Figure 3A & 3B. - AHL Titration Data & Fold Induction Graph
• Successfully showed that our system responded to the presence of AHL.
• Showed that all of pLux, LuxR and AHL are needed for GFP production.
• Further optimizations can be done to reduce the leak in the off state.
• A positive correlation between AHL concentration and fluorescence was established.
• The maximum concentration of AHL detectable before our system got poisoned was 20 μΜ.
• Successfully cloned and sequenced ChrB and ChrP.
• Our experiments could not confirm a chromate dependent interaction of ChrB and Pchr.
• Successfully cloned and sequenced PbrR.
• Cloning of PbrAP was unsuccessful.
• Our experiments could not confirm a chromate dependent interaction of PbrR and PbrAP.
• We were lacking time for further in vitro characterizations and experimental setups.

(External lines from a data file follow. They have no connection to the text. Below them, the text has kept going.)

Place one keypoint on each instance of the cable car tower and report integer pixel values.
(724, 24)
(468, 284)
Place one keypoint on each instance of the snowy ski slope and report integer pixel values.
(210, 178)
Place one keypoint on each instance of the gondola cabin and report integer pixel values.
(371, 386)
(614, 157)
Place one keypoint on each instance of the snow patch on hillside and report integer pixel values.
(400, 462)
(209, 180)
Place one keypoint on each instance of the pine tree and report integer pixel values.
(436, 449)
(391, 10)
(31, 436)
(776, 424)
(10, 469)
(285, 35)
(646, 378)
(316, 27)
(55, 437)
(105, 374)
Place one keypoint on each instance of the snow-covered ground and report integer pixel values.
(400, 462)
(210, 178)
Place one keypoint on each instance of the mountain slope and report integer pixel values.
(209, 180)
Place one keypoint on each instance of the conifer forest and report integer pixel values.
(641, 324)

From there, we would be able to transition from in vitro to cell-free and blot the systems on paper. Although this transition has been proven to be difficult, our collaboration with Purdue and our extensive network of Northwestern faculty that specialize in cell-free reactions drive us to believe our system would function correctly. We have altered the repressor plasmids to contain T7 promoters, a type of constitutive promoter, and added a stability hairpin to facilitate a better output before transitioning to cell-free.

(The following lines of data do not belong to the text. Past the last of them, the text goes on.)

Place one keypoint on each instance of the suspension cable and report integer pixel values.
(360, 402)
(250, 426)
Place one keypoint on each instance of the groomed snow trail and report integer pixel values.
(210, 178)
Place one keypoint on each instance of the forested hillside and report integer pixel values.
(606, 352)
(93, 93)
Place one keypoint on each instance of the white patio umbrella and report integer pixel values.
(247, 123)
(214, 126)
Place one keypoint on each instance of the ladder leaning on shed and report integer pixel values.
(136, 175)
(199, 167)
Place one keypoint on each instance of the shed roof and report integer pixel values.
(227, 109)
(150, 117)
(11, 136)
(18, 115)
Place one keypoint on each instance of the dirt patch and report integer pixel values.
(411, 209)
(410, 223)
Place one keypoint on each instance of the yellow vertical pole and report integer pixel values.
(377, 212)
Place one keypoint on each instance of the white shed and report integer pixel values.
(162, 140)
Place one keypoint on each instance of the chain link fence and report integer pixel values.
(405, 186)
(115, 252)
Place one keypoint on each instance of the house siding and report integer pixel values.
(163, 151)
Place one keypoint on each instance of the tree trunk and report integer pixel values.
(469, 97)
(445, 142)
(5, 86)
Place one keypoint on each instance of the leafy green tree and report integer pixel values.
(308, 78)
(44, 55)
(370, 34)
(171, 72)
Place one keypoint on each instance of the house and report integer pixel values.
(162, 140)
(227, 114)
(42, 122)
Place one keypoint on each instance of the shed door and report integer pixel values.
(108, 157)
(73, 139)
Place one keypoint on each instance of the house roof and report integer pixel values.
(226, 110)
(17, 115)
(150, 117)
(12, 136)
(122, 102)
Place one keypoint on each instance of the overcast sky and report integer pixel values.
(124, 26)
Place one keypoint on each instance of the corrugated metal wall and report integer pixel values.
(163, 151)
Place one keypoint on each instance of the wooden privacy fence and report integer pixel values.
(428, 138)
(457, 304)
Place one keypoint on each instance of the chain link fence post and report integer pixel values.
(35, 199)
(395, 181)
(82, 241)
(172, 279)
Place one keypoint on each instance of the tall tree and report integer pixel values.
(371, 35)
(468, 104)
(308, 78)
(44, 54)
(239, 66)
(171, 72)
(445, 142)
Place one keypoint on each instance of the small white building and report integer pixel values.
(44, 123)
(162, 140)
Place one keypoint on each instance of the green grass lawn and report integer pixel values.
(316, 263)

One of the major improvements that we would like to make is adapting the sensor to offer more information than a simple yes or no output regarding the presence of the heavy metal. This lead our team to attend a “Biosensor Practicum” at Northwestern, where we were exposed to the world of possibilities that synthetic biology, namely biosensors offer. Specifically, the work of Dr. Mark Styczynski and his in vitro detection of zinc changed the way we saw our sensor impacting the world. His team developed a biosensor for zinc that had a tri-color output based on the concentration of the metal present. Thus, the sensor met the design requirements that citizens should be able to easily interpret results, the results should be present within a couple hours, and MetaSense should have a high sensitivity. We were fascinated with the idea of having both the immediate feedback of a colorimetric output as well as the detailed specificity of being able to determine multiple ranges of the metal’s concentration. Thus, we would develop this sensor further to include those characteristics, time-permitting, in order to offer our user’s an easy-to-use and descriptive sensor.

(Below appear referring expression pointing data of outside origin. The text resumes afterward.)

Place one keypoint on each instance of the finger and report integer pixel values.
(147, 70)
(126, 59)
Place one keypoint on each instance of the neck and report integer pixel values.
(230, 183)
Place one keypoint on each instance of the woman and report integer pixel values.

Once the entire sensor was developed, the next aspect we would need to improve upon is the distribution of the system. The benefit to cell-free is that storage and transportation requirements are low, meaning we could partner with a distributor to provide MetaSense to citizens through their mail. In theory, we could partner with an existing paper-based detection company such as Micro Essential Laboratory and have them ship and distribute our tests across the US. Another option would be to partner with the Evanston water treatment plant and offer our sensor to citizens whose water is treated by the plant. By making these changes and addressing these future developments, we would be able to provide an accurate, simple, and efficient sensor for detecting heavy metal presence.